John M. Davis thinks of himself as a people leader, which translates into being in front of his employees as often as possible.
But being that kind of leader has become more difficult since Davis accepted the role of president and chief operating officer at National Investment Managers Inc. in 2007. The investment management and pension administration company — which posted 2008 revenue of $42 million — has 24 offices in 15 states, but only nine of its 450 employees work with Davis in the corporate headquarters.
For Davis, that means communication has taken on new forms, such as phone conferences and webinars. But the importance of staying connected to employees hasn’t changed.
“Constant communication with employees is vital,” Davis says. “They have to hear from you. They have to know that you listened to what they said.”
Staying connected means listening, asking questions and involving employees in decisions. The end result is a staff that feels appreciated and gives you a pulse for the company.
Smart Business spoke with Davis about how to engage your employees.
Stay connected to your employees. You have to stay grounded with your staff. Frankly, I think a lot of business leaders forget that. They forget where they came from, they forget that they were on the front line at one point, at least many of them were, and I know I was.
You have to remember where you come from, what’s important to those people, and continue to reinforce the behavior and let them know that you appreciate what they do because they are the most important asset that we have.
You have to get out and talk with people. You have to walk the floor. I would set aside time every week to do nothing but walk the floor maybe for a couple of hours, stop in cubicles, talk to people.
You would be amazed what people will tell you. Then, tell them what you think. People will ask you what you think, and you tell them. You don’t try to pretend that this is too important to discuss with employees.
You have to do that. If you’re not out there, you’re missing it.
Ask and listen. The one thing that I do that people appreciate is — and this sounds simple but — listen. Ask. I’ll do breakfast meetings, I’ll do dinner meetings, lunches.
I ask people what’s on their mind. ‘How is it I can help? What are you concerned about?’ When you start to hear common themes you have to act upon it, so you can go back to those employees and say, ‘I heard what you said, and this is what we’re doing.’
You would be surprised, even if in the course of a month (if you) took a couple of ideas and made even a subtle change. The employees in the organization talk. When they can spread the word that, ‘Oh yeah, I talked to John, he invited me to a breakfast. This is what I said, and this is what he did.’ I’m telling you they will listen to you. There’s not this ivory tower management team here that doesn’t listen to the employees.

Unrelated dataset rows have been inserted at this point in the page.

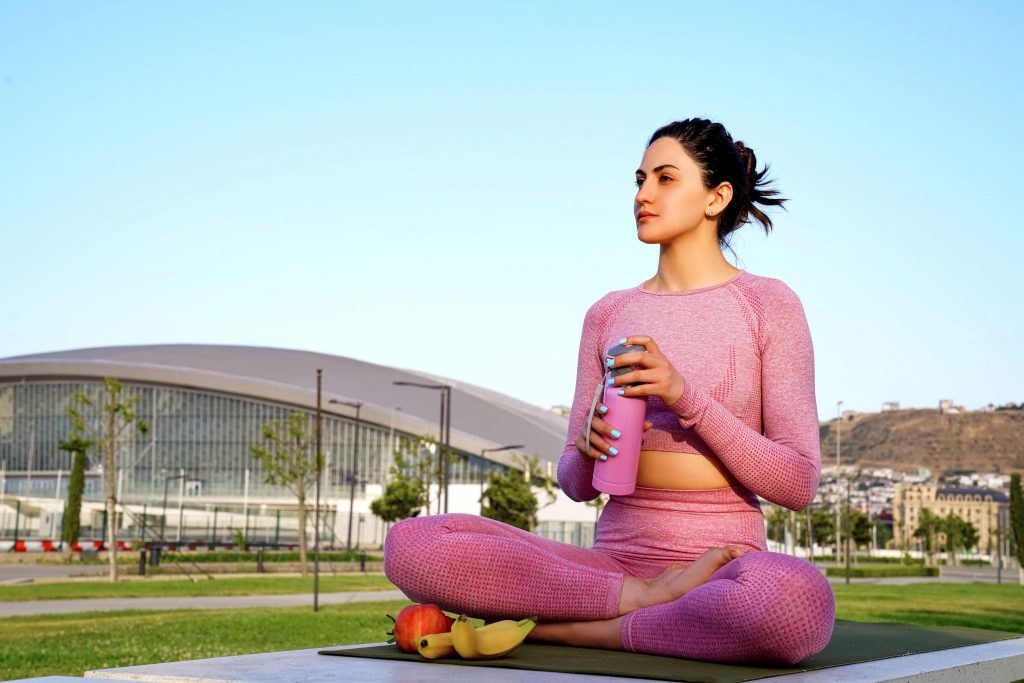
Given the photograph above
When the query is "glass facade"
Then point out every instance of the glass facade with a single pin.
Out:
(206, 434)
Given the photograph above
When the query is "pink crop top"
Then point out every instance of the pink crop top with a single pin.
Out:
(744, 351)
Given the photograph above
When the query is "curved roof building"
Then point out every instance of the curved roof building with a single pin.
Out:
(206, 406)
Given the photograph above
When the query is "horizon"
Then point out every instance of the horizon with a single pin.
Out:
(448, 188)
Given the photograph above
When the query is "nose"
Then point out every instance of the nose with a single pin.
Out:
(643, 194)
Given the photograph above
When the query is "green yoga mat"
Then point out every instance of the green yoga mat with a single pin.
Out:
(851, 642)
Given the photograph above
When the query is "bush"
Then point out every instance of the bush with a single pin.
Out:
(881, 570)
(269, 556)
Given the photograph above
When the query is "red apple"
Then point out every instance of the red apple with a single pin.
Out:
(415, 622)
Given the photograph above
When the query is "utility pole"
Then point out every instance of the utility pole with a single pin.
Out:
(839, 434)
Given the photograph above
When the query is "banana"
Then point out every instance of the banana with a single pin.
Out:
(491, 641)
(436, 645)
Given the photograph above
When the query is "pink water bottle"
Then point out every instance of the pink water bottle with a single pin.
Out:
(617, 474)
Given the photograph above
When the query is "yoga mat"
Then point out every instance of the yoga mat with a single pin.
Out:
(851, 642)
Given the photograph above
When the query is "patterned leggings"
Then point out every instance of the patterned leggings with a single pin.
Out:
(760, 607)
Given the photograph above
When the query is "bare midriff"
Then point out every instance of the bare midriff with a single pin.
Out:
(665, 469)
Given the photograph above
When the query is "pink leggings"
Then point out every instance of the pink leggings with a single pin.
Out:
(762, 606)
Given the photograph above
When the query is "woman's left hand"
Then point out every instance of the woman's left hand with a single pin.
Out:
(654, 372)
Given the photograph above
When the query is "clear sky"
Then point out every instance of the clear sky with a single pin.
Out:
(448, 186)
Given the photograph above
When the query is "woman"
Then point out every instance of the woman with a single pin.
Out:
(680, 566)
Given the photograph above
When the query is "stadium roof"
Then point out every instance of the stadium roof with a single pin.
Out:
(480, 418)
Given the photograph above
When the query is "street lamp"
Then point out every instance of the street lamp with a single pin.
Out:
(355, 462)
(444, 428)
(485, 451)
(839, 433)
(163, 522)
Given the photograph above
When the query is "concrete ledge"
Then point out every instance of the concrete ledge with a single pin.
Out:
(990, 663)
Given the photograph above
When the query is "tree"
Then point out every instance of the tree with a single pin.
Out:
(79, 446)
(289, 461)
(403, 497)
(928, 528)
(1017, 521)
(776, 524)
(509, 497)
(102, 424)
(960, 535)
(824, 528)
(861, 524)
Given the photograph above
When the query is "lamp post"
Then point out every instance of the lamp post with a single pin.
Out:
(839, 433)
(320, 467)
(163, 523)
(355, 461)
(485, 451)
(444, 430)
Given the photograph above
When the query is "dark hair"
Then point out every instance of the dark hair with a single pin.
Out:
(721, 160)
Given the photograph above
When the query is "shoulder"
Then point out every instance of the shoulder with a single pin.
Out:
(769, 294)
(600, 309)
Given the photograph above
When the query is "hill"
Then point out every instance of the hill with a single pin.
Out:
(910, 438)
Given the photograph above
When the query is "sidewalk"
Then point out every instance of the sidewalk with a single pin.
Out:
(209, 602)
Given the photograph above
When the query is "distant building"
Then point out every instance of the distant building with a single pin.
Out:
(979, 506)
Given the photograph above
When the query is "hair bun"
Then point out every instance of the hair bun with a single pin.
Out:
(750, 163)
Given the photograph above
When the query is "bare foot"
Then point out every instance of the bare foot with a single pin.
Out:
(675, 582)
(604, 634)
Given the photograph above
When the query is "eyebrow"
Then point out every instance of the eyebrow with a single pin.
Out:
(657, 168)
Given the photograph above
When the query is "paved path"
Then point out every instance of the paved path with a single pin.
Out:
(208, 602)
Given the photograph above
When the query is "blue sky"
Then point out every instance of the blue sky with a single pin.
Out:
(448, 186)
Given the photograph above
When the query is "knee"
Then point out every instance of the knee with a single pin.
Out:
(795, 610)
(412, 540)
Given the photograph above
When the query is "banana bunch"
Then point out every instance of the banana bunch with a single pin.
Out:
(471, 642)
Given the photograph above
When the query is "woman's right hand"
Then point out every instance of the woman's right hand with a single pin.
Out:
(602, 435)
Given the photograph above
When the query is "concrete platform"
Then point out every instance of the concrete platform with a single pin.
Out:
(991, 663)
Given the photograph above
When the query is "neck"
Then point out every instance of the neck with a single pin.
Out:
(691, 262)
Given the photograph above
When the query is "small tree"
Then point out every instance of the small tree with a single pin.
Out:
(509, 497)
(78, 445)
(102, 424)
(861, 528)
(288, 461)
(928, 528)
(1017, 521)
(403, 497)
(824, 528)
(777, 520)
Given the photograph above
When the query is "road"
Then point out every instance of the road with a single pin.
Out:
(208, 602)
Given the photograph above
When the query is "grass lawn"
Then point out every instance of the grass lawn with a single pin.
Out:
(185, 588)
(998, 607)
(74, 643)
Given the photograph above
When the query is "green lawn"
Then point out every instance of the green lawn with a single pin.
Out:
(185, 588)
(71, 644)
(102, 640)
(976, 605)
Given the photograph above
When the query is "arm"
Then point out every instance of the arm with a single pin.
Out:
(576, 471)
(783, 464)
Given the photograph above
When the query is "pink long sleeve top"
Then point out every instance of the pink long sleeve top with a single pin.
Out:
(744, 351)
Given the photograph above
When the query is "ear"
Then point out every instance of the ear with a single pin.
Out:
(718, 199)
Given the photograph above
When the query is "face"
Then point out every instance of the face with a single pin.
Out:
(671, 199)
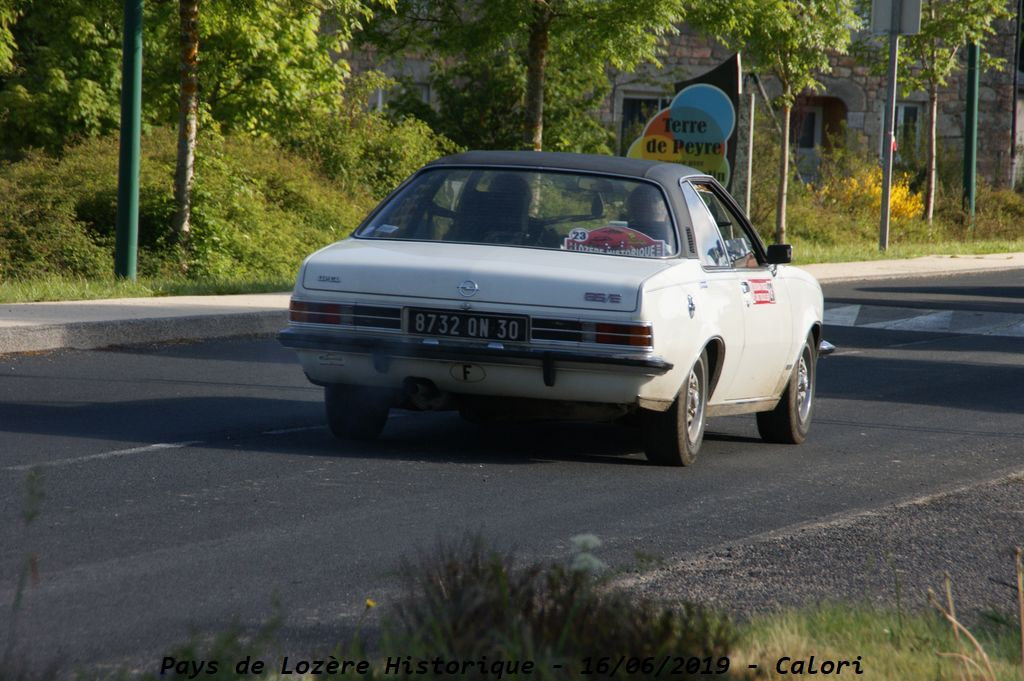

And, oh by the way, when they listen, they take action.
You’re not going to take action on every item because you do get some people that just want to complain and moan about they didn’t get a big enough raise or whatever it is. But there is a lot of value in listening to people because they will get to the bottom or the heart of the matter of a lot of things. There’s a lot of ‘oh wow’ moments that I’m able to act upon.
I’ll go out and build a task force and say, ‘This is what I’m hearing; let’s research it a little bit more. Bring me some facts and then let’s make a decision about what we want to do.’ People respond to that.
Promote teamwork. I can’t be everywhere, and because I don’t have a corporate staff that can run every project that I need to run, I have created numerous teams, committees, task forces — teams of people in the field ranging from three or four people to 10 people to solve various matters.
I ask for volunteers. I generally pick a leader. I pick someone that I think has expressed interest to me. I typically ask them for volunteers and build the team and empower them to solve the problem.
The team might stay together for a month or three weeks or whatever it takes to bring a recommendation to me, and we evaluate it and make the best decision on what to do.
I can’t be everywhere, and my staff can’t be everywhere, but I have a team of people that will lead the initiative. I have to rely on that.
When people get to participate as part of a team, they see the value that they are bringing to the organization because when I go out and announce to 450 people that this team that might be five people was successful in negotiating this arrangement or was successful in solving this problem, everybody knows it, and their names are out there and they get full credit in what they’ve done.
That’s how you engage people — you let them solve problems. They’re not just there to answer the phone and go through the motions during the day, but there are other things that I assign them. They really feel valued.